Austerity: The History of a Dangerous Idea
- Author: Mark Blyth
- Language: English
- Genre: Nonfiction
- Publisher: Oxford University Press
- Publication date: 2013
- Publication place: United Kingdom
- Media type: Print (hard and paperback)
- Pages: 336
- ISBN: 9780199389445
- OCLC: 861725883

= Austerity: The History of a Dangerous Idea =

2013 book about the economic policy

Austerity: The History of a Dangerous Idea is a 2013 book by Mark Blyth that explores the economic policy of austerity. Studying the use of austerity around the world up to the early 2010s and tracing its intellectual lineage, Blyth argues that the case for increasing economic growth through austerity is overstated, is counterproductive when implemented during recessions, and has exacerbated the European debt crisis. Austerity was selected among the Best Books of 2013 in reviews by the Financial Times and Bloomberg News.

== Background==

Mark Blyth is the Eastman Professor of Political Economy and Professor of Political Science and International and Public Affairs at Brown University's Watson Institute for International and Public Affairs. He wrote Austerity in the aftermath of the Great Recession following the G20s' turn in mid-2010 away from Keynesian fiscal stimulus and towards fiscal consolidation and austerity.

== Synopsis==
Blyth begins by reviewing the arguments in favour of austerity, namely an increase in business confidence and consequent investment due to less crowding out of private sector debt by government debt and a lower risk of default and the inefficiency of public spending due to small fiscal multipliers. While Blyth acknowledges that countries cannot solve the problem of high public debt through further borrowing, he highlights that it is impossible for countries in a globalised economy to increase economic growth by simultaneously cutting public spending. Exploring the rationale for austerity in the 2010s, he traces the build-up of public debt in the U.S. and European countries back to governments' bailouts of the financial sector during and after the 2008 financial crisis and the use of countercyclical policies in the Great Recession, in contrast to austerity advocates' narrative of governmental profligacy (with the exception of Greece). With regard to the European debt crisis, Blyth explains how the institutional setup of the Eurozone—in particular the ECB's narrow focus on inflation control, countries' inability to individually devalue their currencies after the adoption of the euro, and the financial sector's overleveraging—created a situation in which solvent northern European countries were unwilling to financially support already highly indebted southern European countries without the latter's commitment to austerity because of moral hazard.
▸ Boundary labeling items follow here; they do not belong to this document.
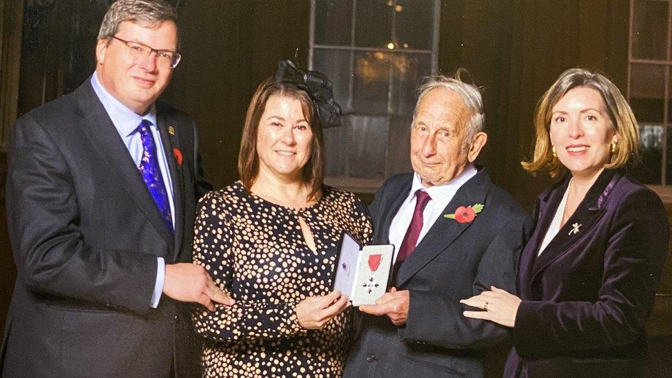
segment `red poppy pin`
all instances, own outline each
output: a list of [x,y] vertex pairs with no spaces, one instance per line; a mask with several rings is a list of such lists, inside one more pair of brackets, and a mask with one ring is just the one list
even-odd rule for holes
[[452,214],[444,214],[443,217],[454,219],[460,223],[469,223],[474,220],[476,214],[483,211],[483,204],[477,203],[471,206],[461,206]]
[[178,165],[182,167],[182,151],[179,148],[173,149],[173,155],[175,156],[175,160],[178,162]]

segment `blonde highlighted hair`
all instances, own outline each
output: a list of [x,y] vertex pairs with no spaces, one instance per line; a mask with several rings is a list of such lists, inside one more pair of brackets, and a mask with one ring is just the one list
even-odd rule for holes
[[579,87],[592,88],[602,96],[605,109],[611,121],[611,127],[619,138],[611,158],[605,167],[618,168],[637,161],[639,157],[640,134],[635,115],[620,90],[605,76],[583,68],[571,68],[563,72],[537,103],[534,112],[536,139],[532,161],[521,162],[526,171],[546,171],[551,177],[557,177],[564,167],[553,156],[549,136],[553,107],[568,92]]

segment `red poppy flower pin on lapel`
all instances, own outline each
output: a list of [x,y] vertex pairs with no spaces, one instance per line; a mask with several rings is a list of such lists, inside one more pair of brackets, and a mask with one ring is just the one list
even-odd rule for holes
[[175,161],[178,162],[178,165],[182,167],[182,151],[179,148],[173,149],[173,155],[175,156]]
[[454,219],[460,223],[469,223],[474,220],[476,214],[483,211],[483,204],[477,203],[471,206],[461,206],[455,209],[455,212],[450,214],[443,214],[443,217]]

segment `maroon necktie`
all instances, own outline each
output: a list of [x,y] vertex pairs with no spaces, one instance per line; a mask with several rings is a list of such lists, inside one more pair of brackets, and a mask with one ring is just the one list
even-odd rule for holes
[[399,253],[397,255],[394,275],[397,275],[397,271],[401,263],[415,249],[415,244],[418,243],[418,237],[420,236],[420,230],[422,229],[422,212],[425,210],[427,202],[431,199],[430,195],[422,189],[418,189],[415,192],[415,210],[413,211],[413,218],[410,220],[410,224],[408,225],[408,229],[406,230],[406,234],[403,236],[403,241],[401,242],[401,246],[399,247]]

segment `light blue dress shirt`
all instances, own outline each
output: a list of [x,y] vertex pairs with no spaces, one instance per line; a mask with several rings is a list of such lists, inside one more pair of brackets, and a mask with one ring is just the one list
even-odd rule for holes
[[[166,191],[168,193],[168,202],[170,204],[170,213],[173,219],[173,227],[174,229],[175,205],[173,203],[173,182],[170,177],[170,171],[168,170],[168,162],[166,160],[165,151],[163,149],[163,144],[161,143],[161,135],[156,127],[156,107],[152,104],[146,114],[139,116],[126,107],[103,87],[103,85],[98,80],[97,72],[92,76],[91,84],[93,85],[94,91],[98,99],[103,103],[103,106],[107,112],[107,115],[112,120],[112,123],[114,124],[116,131],[119,133],[119,136],[121,137],[124,141],[124,145],[128,149],[136,167],[138,167],[138,169],[140,169],[140,160],[143,157],[144,149],[140,133],[137,130],[138,126],[140,125],[140,123],[143,119],[146,119],[151,123],[150,129],[156,145],[156,155],[158,158],[159,169],[161,170],[163,183],[165,185]],[[154,308],[158,306],[159,300],[161,299],[161,293],[163,291],[163,282],[166,273],[165,261],[163,258],[156,258],[156,260],[158,262],[156,281],[150,303],[150,306]]]

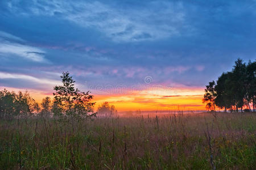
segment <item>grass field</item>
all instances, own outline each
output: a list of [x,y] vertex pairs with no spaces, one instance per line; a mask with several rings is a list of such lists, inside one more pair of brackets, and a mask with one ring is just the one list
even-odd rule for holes
[[1,121],[0,169],[256,169],[256,114]]

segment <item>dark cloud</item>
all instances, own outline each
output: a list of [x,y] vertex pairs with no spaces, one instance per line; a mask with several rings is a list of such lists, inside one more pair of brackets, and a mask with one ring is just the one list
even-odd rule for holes
[[[0,44],[36,50],[0,51],[0,71],[56,79],[69,70],[82,84],[129,86],[151,76],[203,87],[238,57],[256,58],[255,8],[255,1],[2,1]],[[41,58],[48,62],[31,61]]]

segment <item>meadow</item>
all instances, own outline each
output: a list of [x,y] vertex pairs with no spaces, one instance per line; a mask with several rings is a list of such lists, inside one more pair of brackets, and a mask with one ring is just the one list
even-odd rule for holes
[[0,169],[256,169],[256,114],[0,121]]

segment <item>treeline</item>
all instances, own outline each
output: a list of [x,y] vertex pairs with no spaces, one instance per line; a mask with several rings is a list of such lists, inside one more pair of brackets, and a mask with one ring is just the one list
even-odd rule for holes
[[215,82],[209,82],[205,89],[203,102],[209,110],[216,107],[225,112],[255,111],[256,62],[248,63],[238,58],[231,71],[223,73]]
[[56,86],[53,100],[46,97],[40,104],[35,101],[27,91],[24,93],[0,91],[0,118],[27,118],[31,116],[79,120],[95,116],[93,96],[90,92],[81,92],[75,88],[75,82],[68,72],[60,76],[62,86]]

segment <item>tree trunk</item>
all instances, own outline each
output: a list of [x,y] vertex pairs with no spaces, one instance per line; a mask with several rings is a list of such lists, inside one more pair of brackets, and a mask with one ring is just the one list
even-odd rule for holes
[[254,102],[254,97],[253,97],[253,112],[255,112],[255,102]]
[[250,112],[251,112],[251,107],[250,106],[250,102],[247,100],[247,102],[248,103],[248,107],[249,108]]

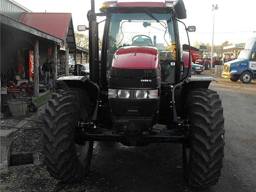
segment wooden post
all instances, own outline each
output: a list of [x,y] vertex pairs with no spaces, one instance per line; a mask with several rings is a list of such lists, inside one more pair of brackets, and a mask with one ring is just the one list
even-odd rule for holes
[[38,68],[38,39],[35,40],[34,44],[34,96],[39,96],[39,74]]
[[88,63],[89,62],[89,54],[87,54],[87,57],[86,57],[86,63]]
[[68,76],[68,62],[69,61],[69,48],[66,50],[66,62],[65,63],[65,76]]
[[55,81],[58,78],[58,55],[57,50],[57,44],[55,43],[53,46],[53,66],[52,66],[52,86],[54,88],[57,88]]

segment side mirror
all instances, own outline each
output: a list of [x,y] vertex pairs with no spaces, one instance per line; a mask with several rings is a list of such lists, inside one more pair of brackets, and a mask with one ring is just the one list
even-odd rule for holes
[[77,26],[77,30],[78,31],[86,31],[89,28],[86,27],[85,25],[78,25]]
[[196,31],[196,26],[188,26],[186,30],[188,32],[194,32]]
[[186,19],[187,18],[186,10],[182,0],[175,0],[173,2],[174,10],[179,19]]

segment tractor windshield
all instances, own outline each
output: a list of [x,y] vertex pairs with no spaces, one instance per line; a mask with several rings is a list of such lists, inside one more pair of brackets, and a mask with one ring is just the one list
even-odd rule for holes
[[164,58],[165,60],[175,62],[176,46],[173,22],[170,13],[152,14],[151,16],[147,13],[111,13],[107,51],[107,78],[113,56],[122,47],[154,46],[160,54],[161,52],[168,54]]

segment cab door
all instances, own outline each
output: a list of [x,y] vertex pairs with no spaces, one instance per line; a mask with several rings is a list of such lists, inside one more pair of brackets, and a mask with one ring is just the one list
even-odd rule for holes
[[256,73],[256,52],[252,52],[249,61],[249,67]]

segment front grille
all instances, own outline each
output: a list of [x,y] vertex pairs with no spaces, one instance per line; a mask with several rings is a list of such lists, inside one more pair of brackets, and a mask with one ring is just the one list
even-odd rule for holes
[[229,64],[224,64],[223,66],[223,72],[229,72]]

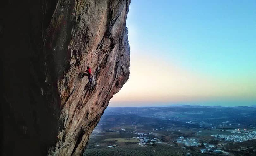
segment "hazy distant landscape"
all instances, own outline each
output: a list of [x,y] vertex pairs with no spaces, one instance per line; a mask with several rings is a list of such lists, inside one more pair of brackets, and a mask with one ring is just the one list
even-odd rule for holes
[[255,155],[256,108],[109,107],[84,155]]

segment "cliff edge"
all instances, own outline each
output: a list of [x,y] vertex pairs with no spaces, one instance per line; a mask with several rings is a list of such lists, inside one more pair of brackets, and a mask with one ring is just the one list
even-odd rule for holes
[[83,154],[129,78],[130,2],[1,3],[2,155]]

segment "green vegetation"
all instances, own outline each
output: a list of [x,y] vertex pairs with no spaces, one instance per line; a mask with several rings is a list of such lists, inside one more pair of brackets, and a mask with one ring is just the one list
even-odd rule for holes
[[111,138],[110,139],[105,139],[103,140],[103,141],[116,141],[117,143],[122,143],[125,142],[136,142],[137,143],[139,142],[139,141],[138,139],[132,138]]

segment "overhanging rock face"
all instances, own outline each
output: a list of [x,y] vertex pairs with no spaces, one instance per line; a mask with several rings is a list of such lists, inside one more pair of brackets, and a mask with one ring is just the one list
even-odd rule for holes
[[2,155],[82,155],[129,78],[130,1],[25,1],[1,11]]

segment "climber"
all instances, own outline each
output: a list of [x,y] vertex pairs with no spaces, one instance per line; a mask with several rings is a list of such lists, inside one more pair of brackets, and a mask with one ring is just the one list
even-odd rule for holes
[[[81,76],[81,78],[82,78],[85,75],[88,76],[88,79],[89,82],[91,84],[92,84],[92,71],[91,70],[91,68],[90,68],[90,65],[89,64],[88,64],[88,66],[87,66],[87,70],[85,71],[82,74]],[[84,73],[84,72],[87,72],[87,73]]]

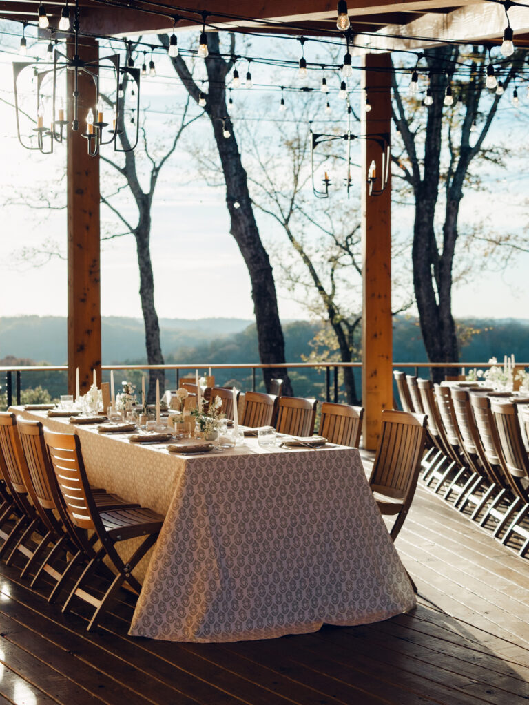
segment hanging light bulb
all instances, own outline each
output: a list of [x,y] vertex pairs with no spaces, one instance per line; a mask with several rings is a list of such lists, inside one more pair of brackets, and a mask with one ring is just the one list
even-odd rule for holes
[[416,95],[419,90],[419,74],[417,71],[413,71],[411,75],[410,85],[408,87],[408,92],[410,95]]
[[41,30],[45,30],[47,27],[49,27],[48,16],[46,14],[46,10],[42,1],[39,4],[39,27]]
[[37,128],[44,127],[44,103],[42,100],[37,111]]
[[198,42],[197,56],[200,56],[201,59],[206,59],[209,56],[209,51],[207,49],[207,36],[206,35],[205,30],[202,30],[200,32],[200,39]]
[[454,96],[452,95],[452,87],[449,85],[446,86],[446,90],[444,92],[444,99],[443,100],[443,105],[446,105],[449,107],[451,105],[454,105]]
[[174,33],[174,28],[173,28],[173,34],[171,35],[171,39],[169,39],[169,48],[167,49],[167,54],[171,59],[176,59],[178,55],[178,47],[176,41],[176,35]]
[[336,27],[340,32],[346,32],[349,29],[349,27],[351,27],[349,16],[347,13],[347,3],[346,0],[338,0]]
[[[506,13],[506,10],[505,11]],[[509,20],[509,17],[507,17],[507,20]],[[510,56],[511,54],[514,54],[513,37],[513,28],[510,25],[508,25],[505,27],[505,31],[504,32],[504,40],[499,49],[504,56]]]
[[92,108],[88,111],[86,116],[86,132],[87,135],[94,134],[94,113]]
[[68,1],[61,11],[61,19],[59,20],[59,28],[62,32],[68,32],[70,29],[70,8]]
[[494,74],[494,67],[490,63],[490,59],[489,59],[489,65],[487,67],[487,80],[485,81],[485,85],[490,90],[494,90],[494,89],[498,85],[498,82],[496,80],[496,75]]
[[353,75],[353,67],[351,65],[351,54],[348,51],[343,57],[343,66],[341,67],[341,75],[344,78],[348,78]]

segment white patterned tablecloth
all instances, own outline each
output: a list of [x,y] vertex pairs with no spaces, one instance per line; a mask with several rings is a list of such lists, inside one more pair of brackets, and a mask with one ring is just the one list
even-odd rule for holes
[[[23,415],[73,429],[45,412]],[[358,450],[269,450],[247,439],[229,453],[184,457],[76,430],[92,484],[166,516],[144,560],[130,634],[272,638],[415,605]]]

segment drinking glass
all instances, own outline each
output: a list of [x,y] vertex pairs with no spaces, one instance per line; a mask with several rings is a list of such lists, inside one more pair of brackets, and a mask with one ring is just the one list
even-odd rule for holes
[[263,426],[257,431],[257,443],[263,448],[276,445],[276,429],[273,426]]

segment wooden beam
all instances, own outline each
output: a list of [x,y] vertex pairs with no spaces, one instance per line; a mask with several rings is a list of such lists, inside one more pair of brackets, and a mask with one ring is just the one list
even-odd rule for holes
[[[90,46],[91,45],[91,46]],[[68,47],[71,58],[73,47]],[[93,61],[98,44],[83,39],[81,58]],[[73,118],[73,72],[67,77],[68,121]],[[68,125],[66,174],[68,179],[68,388],[73,393],[75,369],[79,368],[81,393],[92,384],[95,368],[101,381],[101,297],[99,286],[99,159],[89,157],[86,116],[95,105],[92,79],[79,75],[80,130]]]
[[[509,11],[511,25],[517,34],[529,32],[529,8],[513,6]],[[435,47],[446,40],[499,42],[507,25],[503,5],[487,2],[458,8],[447,15],[427,13],[406,25],[388,25],[377,34],[358,35],[355,44],[366,47],[356,53],[375,49],[395,51]],[[420,37],[420,39],[409,39]]]
[[[362,100],[361,133],[391,132],[391,57],[367,54],[363,59],[362,88],[372,109]],[[383,409],[393,408],[393,341],[391,328],[391,188],[389,181],[379,195],[369,195],[367,171],[375,161],[382,170],[380,147],[365,140],[362,145],[362,243],[363,308],[362,319],[362,403],[364,448],[374,450],[380,432]],[[379,181],[375,183],[375,188]]]

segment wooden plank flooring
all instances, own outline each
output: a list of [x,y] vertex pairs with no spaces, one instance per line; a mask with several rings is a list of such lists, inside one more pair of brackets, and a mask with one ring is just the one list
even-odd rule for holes
[[0,564],[0,705],[517,705],[529,701],[529,560],[422,486],[397,548],[411,614],[226,644],[133,639],[123,592],[102,627]]

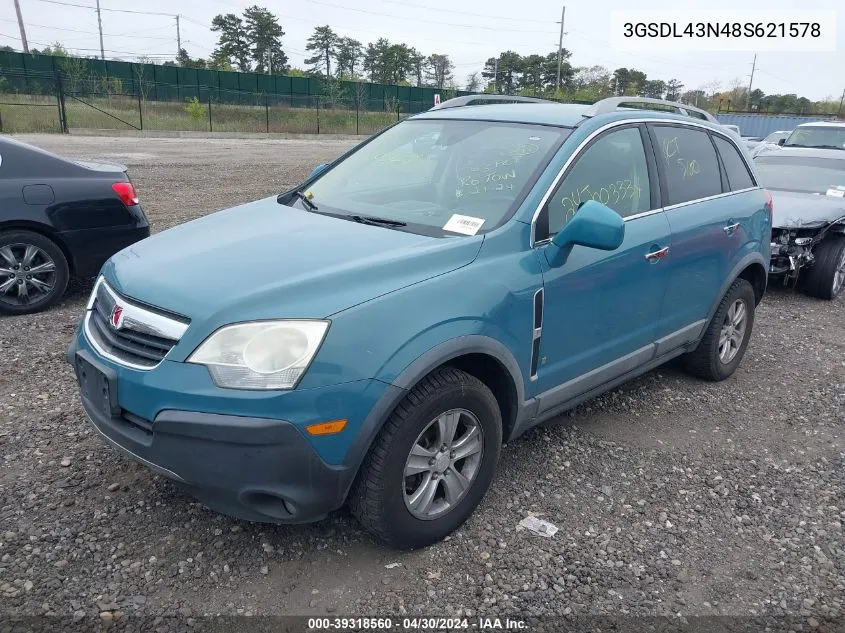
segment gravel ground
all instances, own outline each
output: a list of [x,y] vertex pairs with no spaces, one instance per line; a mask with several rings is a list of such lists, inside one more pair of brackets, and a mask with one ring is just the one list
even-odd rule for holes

Thereafter, Blyth goes on to trace austerity's origins to classical economists' (Locke, Hume, Smith) negative view of government debt, its translation into liquidationism in the U.S. (Schumpeter) and into the Treasury view in the United Kingdom, and the intellectual dominance of Keynesian deficit spending over austerity in the wake of the Great Depression. He then describes how the doctrine of austerity survived intellectually within Germany's ordoliberalism due to its lack of emphasis on business cycle management as well as within the Austrian School of Economics in the U.S. (Mises, Hayek, Rothbard), how the displacement of Keynesianism by monetarism (Friedman) focused macroeconomic policy on inflation control through central bank independence and dismissed unemployment as voluntary, and how the public choice school's theory of political business cycles (Buchanan, Stigler) criticized the negative role of democracy for fiscal stability, thereby setting the stage for a revival of austerity in the form of the IMF's structural adjustment programmes.

Blyth also explains the intellectual genesis of the theory of expansionary fiscal contraction at the hands of Alesina, Tabellini, Ardagna, and Perotti. Turning towards austerity's empirical record between 1914 and 2012, Blyth critically investigates the effectiveness of austerity in the interwar period, emphasizing the role of austerity in the rise of fascism, and dismisses the case studies from the 1980s and early 2000s (mostly Baltic and Eastern European countries) typically advanced by austerity advocates on various grounds. Finally, comparing Ireland's 2008 bank bailout with Iceland's 2009 default, Blyth questions whether the financial sector is worth saving and suggests financial repression and more progressive taxation as alternatives to austerity with regard to reducing governments' public debt.

== Reception==
Overall, Austerity received positive reviews. Writing in the New York Review of Books, Paul Krugman praises Austerity for its account of the academic genesis of the theory of expansionary fiscal contraction. By contrast, while calling Blyth's description and criticism of austerity "valid and compelling" and his views on the Eurozone Debt Crisis "cogent", Lawrence Summers criticizes Blyth for dismissing austerity summarily, e.g., ignoring the success of U.S.-American and Canadian non-recessionary fiscal consolidations in the 1990s, and Blyth's acceptance of a meltdown of the financial system. Finally, Austerity has been cited by austerity critics in a broad variety of media, e.g., by Larry Elliott in The Guardian.

Austerity was selected among the Best Books of 2013 by reviews in the Financial Times and Bloomberg News.